Lord Sharman sees investors playing a key role in taking action on addressing the climate challenge; “Private capital is essential to achieving the transformation to a low carbon economy and for contributing to the delivery of mitigation and adaptation measures. Through the allocation of capital, and by engaging with companies in our portfolios, investors can influence how companies respond to climate change.”
Solution: To catalyse company action
Aviva Investors recognises that companies’ disclosure to CDP shows transparency, efficiency levels, and reveals business issues which deliver financial impact. Stephanie Maier, Corporate Responsibility Manager, acknowledges that a company’s disclosure to CDP, along with the annual report and accounts, is considered in Aviva Investors’ investment decisions and that the quality of carbon management revealed through the CDP response is an influence.
Stephanie Maier asserts; “Companies who think about carbon management commit and do it. Aviva Investors’ role is to catalyse company action, not simply to meet targets but to look at the bigger picture.”
Aviva Investors has been forthright in demanding that companies raise carbon management on their agenda. They look at whether companies show active engagement on disclosure and performance and if they make their CDP report public. They write to request that companies respond to CDP.
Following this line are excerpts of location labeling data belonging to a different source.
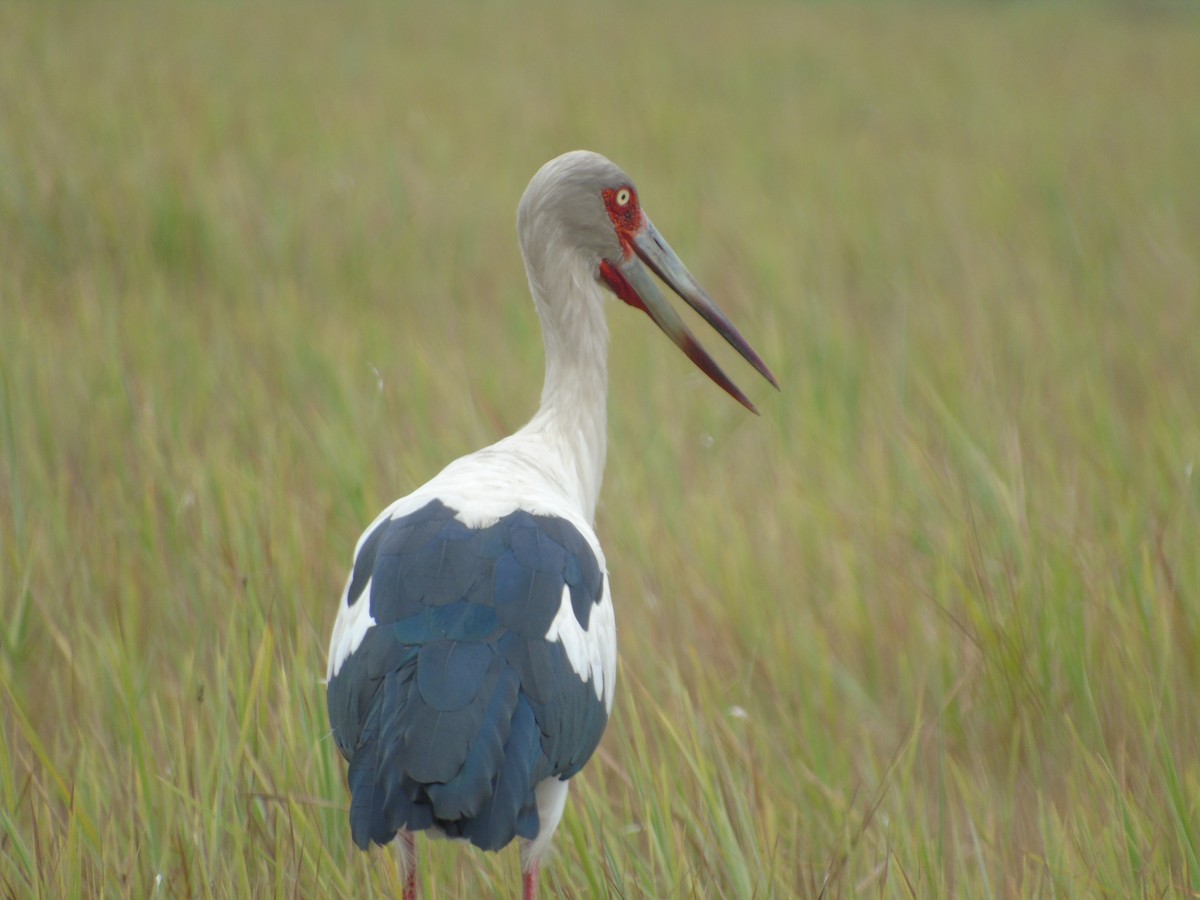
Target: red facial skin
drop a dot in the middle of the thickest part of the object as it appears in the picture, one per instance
(627, 217)
(621, 204)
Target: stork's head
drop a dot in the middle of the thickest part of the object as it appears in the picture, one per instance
(581, 208)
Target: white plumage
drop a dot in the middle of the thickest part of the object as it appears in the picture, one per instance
(473, 661)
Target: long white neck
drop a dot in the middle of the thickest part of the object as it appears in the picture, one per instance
(571, 421)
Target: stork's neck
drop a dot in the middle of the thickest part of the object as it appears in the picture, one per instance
(571, 420)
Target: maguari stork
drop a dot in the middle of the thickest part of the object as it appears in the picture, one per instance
(473, 661)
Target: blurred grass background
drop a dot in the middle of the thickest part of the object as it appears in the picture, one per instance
(928, 628)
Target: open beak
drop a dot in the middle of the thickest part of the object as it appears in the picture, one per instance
(631, 282)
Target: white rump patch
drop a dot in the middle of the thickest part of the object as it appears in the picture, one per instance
(592, 652)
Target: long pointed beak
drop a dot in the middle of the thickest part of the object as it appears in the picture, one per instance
(633, 283)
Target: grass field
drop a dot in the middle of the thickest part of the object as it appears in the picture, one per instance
(928, 628)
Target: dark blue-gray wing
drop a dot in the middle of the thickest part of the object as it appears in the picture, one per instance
(455, 705)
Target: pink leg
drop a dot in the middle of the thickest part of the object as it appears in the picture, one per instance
(531, 883)
(408, 857)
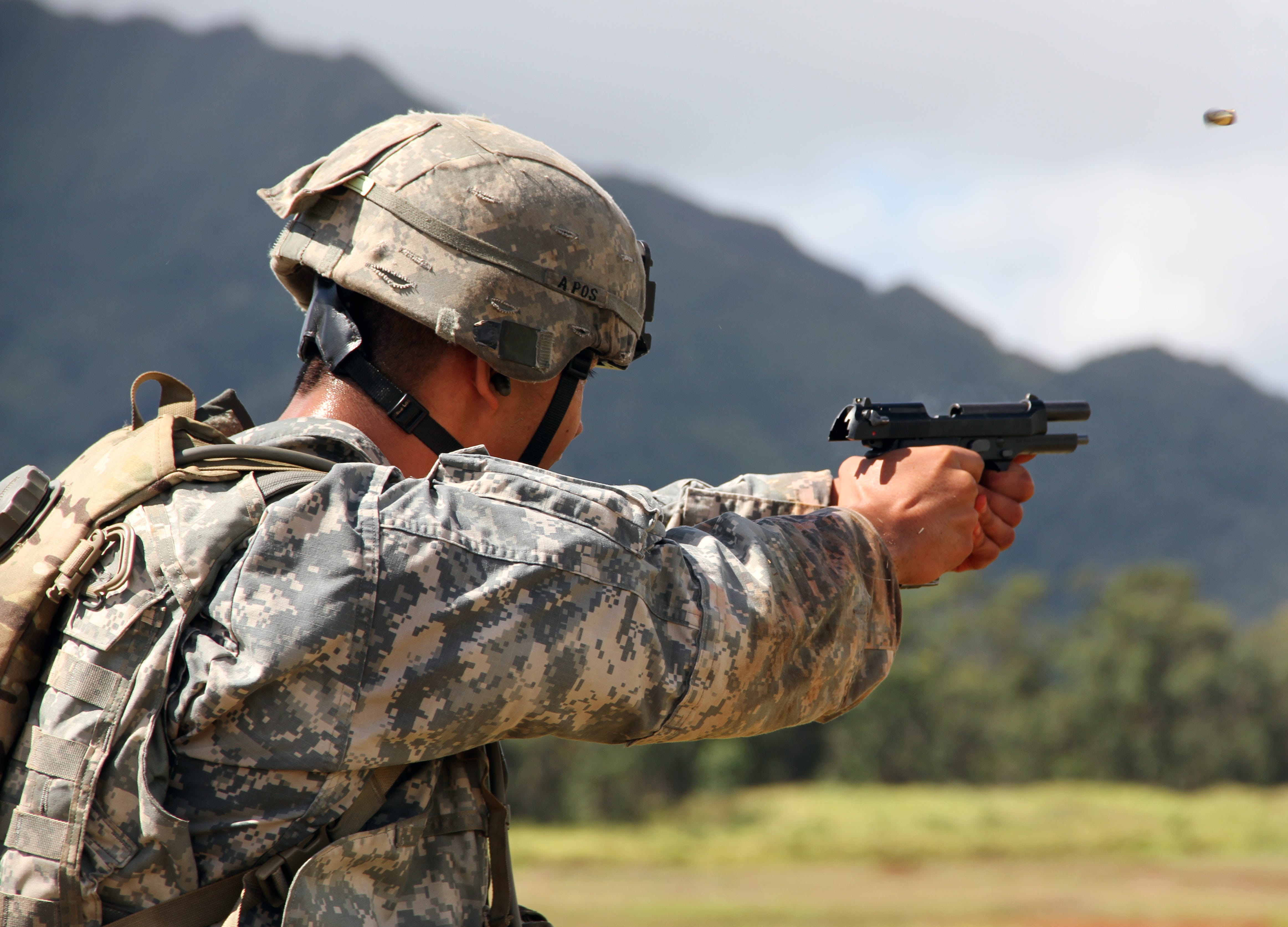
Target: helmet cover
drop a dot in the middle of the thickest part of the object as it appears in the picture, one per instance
(548, 264)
Lord Sharman emphasises; “The CDP data helps us to determine the quality of an individual company’s management response and is a factor in our overall buy, sell and hold decisions. When necessary we make specific recommendations for change. At Aviva Investors we take this very seriously as the average length of time we hold a stock is for six years, which is longer than most companies long term strategy. At one extreme, if such a company had not even bothered to respond to the CDP, then we tell them that unless this changes, we may vote against the report and accounts at the company’s next AGM. This is proving quite a successful sanction.”
As a founding signatory and provider of seed funding to Carbon Action, Aviva is supporting the active use of CDP data to influence companies and accelerate action.
Benefit: Illuminating for companies and a signal to policymakers
Maier sums up the advantages that reporting to CDP offers companies; “Measurement allows management. It provides a framework to consider options, shows investor transparency and benchmarking; all in turn impacting energy efficiency, costs and reputation.” At a more detailed level disclosure can reveal what barriers exist and why some industries show resistance to adopting more carbon friendly technology.
As a large institutional investor Aviva recognises it has an ability to help shape policy debate on climate change. Lord Sharman, “We seek to use this influence carefully and strategically, and the body of information now generated by the CDP enables us to determine at the macro level just how far the majority of companies have to go until we are collectively managing the key risks and opportunities associated with climate change. I believe this helps to confirm that climate change represents a profound market failure. In so doing, this demonstrates the need for much tougher policy both on the international stage, as well as at the national level.”